As matters now stand, the city’s 2023-24 budget totals just under $17 million, and it is funded in part with an ad valorem levy of 7.1209 mills, or $7.12 per thousand dollars of taxable property value. That rate is well below the 7.69 mills set for the fiscal year now ending, and it is lower than the 7.5-mill tentative rate set by the council earlier. City Manager Dale Arrington said she and her team made a “really tight” budget, in keeping with the sentiments of the City Council.

“This is a culmination of nine months of work,” she added. “Times are tough out there. … We were committed to not raising the millage rate.
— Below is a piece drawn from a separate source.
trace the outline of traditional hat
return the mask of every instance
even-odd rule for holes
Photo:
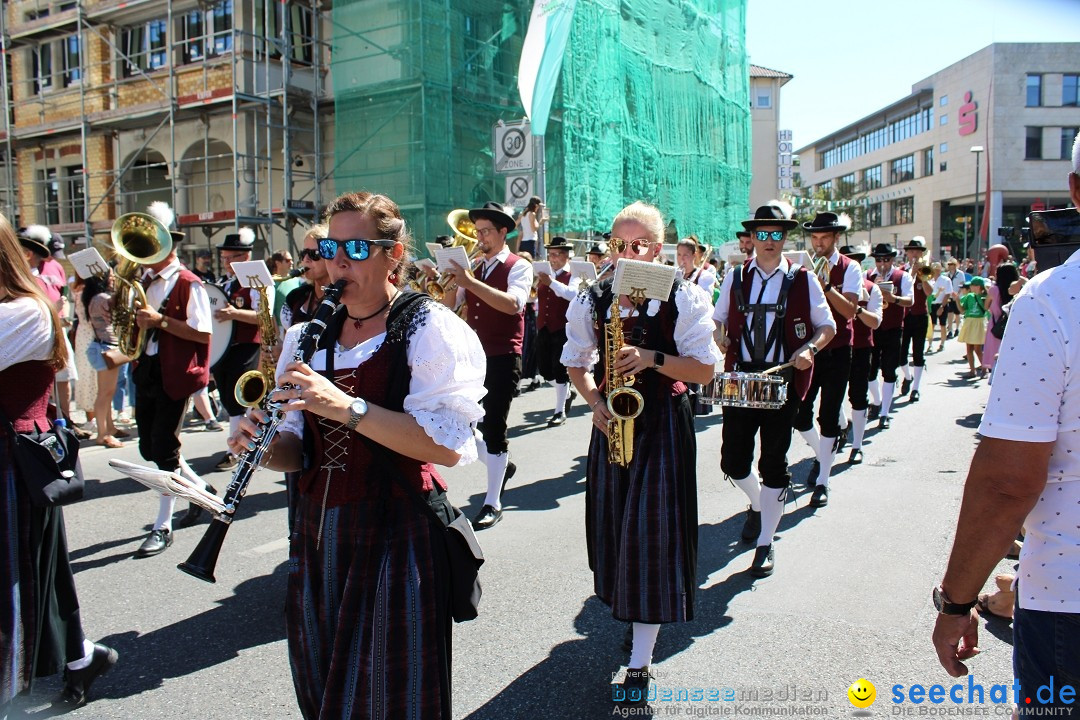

We reached our goal.”

The budget, Arrington said, parallels the plight of those paying taxes.

“City government is facing all the same problems that our residents are facing, and businesses,” she added. “Our costs of goods have gone up.”

Moreover, Arrington noted, Orange City is experiencing difficulties in “employee recruitment and retention.”

“It’s a tough market out there,” she said.

To make working for the city more attractive, the proposed budget includes a 4-percent pay raise for the municipal employees.

“I personally appreciate that we were able to get a 4-percent increase across the board,” Vice Mayor Bill O’Connor said. “That is going to help everybody.”

Yet, Arrington cautioned, the city needs more workers. She cited a need for “a work/life balance,” that must be factored into future budget deliberations.

“We have pushed our staff and pushed our resources to the limit,” she said.

Not least, capital equipment and infrastructure are aging and in need of replacement and maintenance. Arrington urged the City Council to avoid deferring maintenance and replacement where such work is needed.

Orange City’s tentative Fiscal Year 2024 budget and property-tax rate will be up for the second and final public hearing and vote by the City Council at 6:30 p.m. Tuesday, Sept. 26, at the City Hall Annex, 201 N. Holly Ave. If the council adopts the new budget and the property-tax rate, the spending and revenue measures go into effect Oct. 1.